— Вы и есть тот самый индеец — мистер Вялый Конь? — Интонации требовательные, вызывающие. Выделение отдельных слов казалось случайным — этакая старческая ненатуральность. Голос грубый, словно она слишком часто возвышала его в негодовании.
Паха Сапа отступил к шлюзовой камере, освобождая для нее место на площадке. Шапки своей он не снял. И еще я обратил внимание, что он не закончил ответ словом «мэм», которое непременно присутствовало в его обращении к дамам, приезжающим посмотреть на рашморский памятник.
Она осталась на нижней ступеньке, чтобы сохранить за собой физическое и нравственное превосходство над Паха Сапой, но эта женщина была достаточно высока (а Паха Сапа мал ростом), так что насчет физического превосходства она могла не беспокоиться, а до нравственного ей, так или иначе, было как до луны.
— Я мисс Маргерит Мерингтон…[90]
Прежде чем Паха Сапа успел кивнуть, в знак того, что ему известно это имя (хотя я знал, что на самом деле оно ему неизвестно), она продолжила:
— …и
Швейцар отступил назад, не в последнюю очередь для того, чтобы открыть наружную дверь, пока Паха Сапа придерживал для рассерженной дамы открытой внутреннюю. Было очевидно, что швейцар знает мисс Маргерит Мерингтон и давным-давно выработал стратегию, позволявшую ему находиться на максимальном расстоянии от нее в столь тесном пространстве.
— Как вам не стыдно тратить впустую время столь благородной женщины — вот все, что я могу сказать, и я только надеюсь, что Мэй знает, что делает, но она, по моему скромному мнению, редко думает о благе миссис Кастер, когда разрешает эти нелепые встречи…
Паха Сапа даже не пытался сказать что-нибудь. Возможно, он, как и я, отметил, что теперь ее гнев обрушивается не только на отдельные полные (пусть и случайно выбранные) слова, но и на слоги.
После этого мисс Маргерит Мерингтон исчезла — вышла на тротуар Парк-авеню, вылетев в дверь, которую швейцар при этом придержал, благоразумно стоя на улице с наружной стороны двери, используя ее, подумалось мне, как своеобразный щит.
— Это кто там — мистер Вялый Конь? — послышался с высоты в несколько этажей громкий, но в то же время и деликатный голос.
Это был, конечно, не твой голос, Либби.

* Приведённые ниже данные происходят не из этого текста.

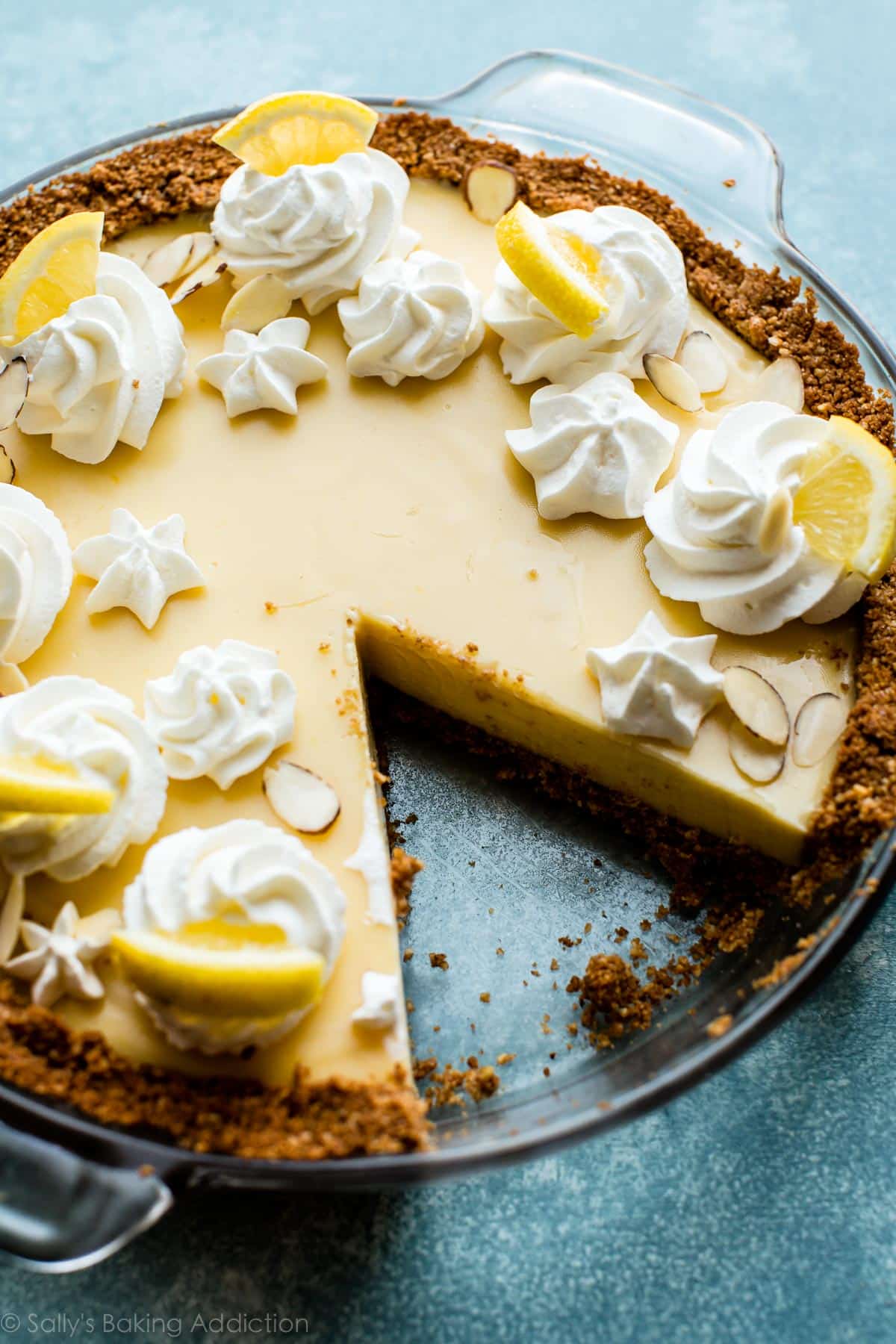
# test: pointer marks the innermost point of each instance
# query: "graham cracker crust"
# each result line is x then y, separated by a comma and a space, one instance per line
168, 178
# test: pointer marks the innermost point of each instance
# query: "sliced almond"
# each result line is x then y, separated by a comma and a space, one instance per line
300, 797
782, 383
13, 679
206, 275
13, 388
755, 702
759, 761
818, 726
261, 302
703, 359
13, 907
673, 382
489, 188
179, 257
7, 468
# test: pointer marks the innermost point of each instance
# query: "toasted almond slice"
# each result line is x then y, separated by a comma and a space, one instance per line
206, 275
300, 797
13, 388
759, 761
782, 382
489, 188
7, 468
13, 679
756, 703
703, 359
673, 382
261, 302
13, 907
179, 257
818, 726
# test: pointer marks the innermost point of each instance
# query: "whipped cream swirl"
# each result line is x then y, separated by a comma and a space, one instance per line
418, 317
723, 530
262, 373
60, 960
243, 874
657, 685
220, 712
644, 280
101, 371
594, 449
137, 567
316, 228
35, 571
92, 727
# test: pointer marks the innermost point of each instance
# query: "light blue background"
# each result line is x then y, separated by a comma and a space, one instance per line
761, 1206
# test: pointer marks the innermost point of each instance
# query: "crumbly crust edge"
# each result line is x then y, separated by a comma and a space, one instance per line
176, 175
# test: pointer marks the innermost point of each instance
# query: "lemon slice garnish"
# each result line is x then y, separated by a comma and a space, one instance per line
297, 128
250, 980
50, 272
847, 502
34, 784
556, 267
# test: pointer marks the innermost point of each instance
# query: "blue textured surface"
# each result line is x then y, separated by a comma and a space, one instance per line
758, 1207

Я решил, что это либо твоя горничная, либо (что более вероятно, поскольку в голосе не слышалось подобострастия, свойственного слугам) та дама, с которой переписывались мы с Паха Сапой, чтобы организовать нашу встречу, моя так называемая любимая племянница (которой я никогда не видел), некая Мэй Кастер Элмер.
Паха Сапа подошел к лестнице и задрал голову. Теперь он снял шапку.
— Поднимайтесь, пожалуйста. Прошу вас. По этой лестнице, если можете. Лифта можно прождать целую вечность. Поднимайтесь, мистер Вялый Конь.
Я был уверен, что готов увидеть твою маленькую квартирку на Парк-авеню, 71,— я читал про нее, вернее, Паха Сапа читал, включая и большое интервью 1927 года, в котором репортер назвал твой дом «приятным возвращением к изяществу прошлого века», но реальность превзошла все ожидания: оказаться в твоей квартире было равносильно путешествию назад в 1888 год в одной из машин времени мистера Уэллса. Снаружи, невзирая на окна с толстыми стеклами, наглухо закрытые даже в такой теплый весенний денек, доносились автомобильные и автобусные гудки, свистки поезда — XX век, а внутри, куда ни посмотри, был 1888 год. Окна, хотя и чистые, были словно заколочены, и, по мере того как мы проходили через маленькие комнатки, нарастал какой-то застоявшийся запах — смесь мебельной полировки, затхлого воздуха, невидимой пыли, старых вещей, старых людей. Твоя квартира, моя любимая, пахла старухой. (Я помню, что в первые дни нашего брака мы были вынуждены примириться с тем фактом, — о котором никто никогда не предупреждает новобрачных, — что в тесном жилище, где одна комната с ванной, супругам приходится учиться жить среди довольно-таки земных запахов друг друга. Тогда в этом было что-то странно возбуждающее. Теперь посредством все еще достаточно острых чувств Паха Сапы я отметил только, что квартира пахнет старухой.)
Но в этой темноте среди старой мебели гордо выделялся корпус нового радиоприемника, подарок друзей, как я узнал позднее из чего-то прочитанного Паха Сапой. Чужеродное тело среди старых вещей, фотографий и всяких принадлежностей прошлого века. Приемник был выключен.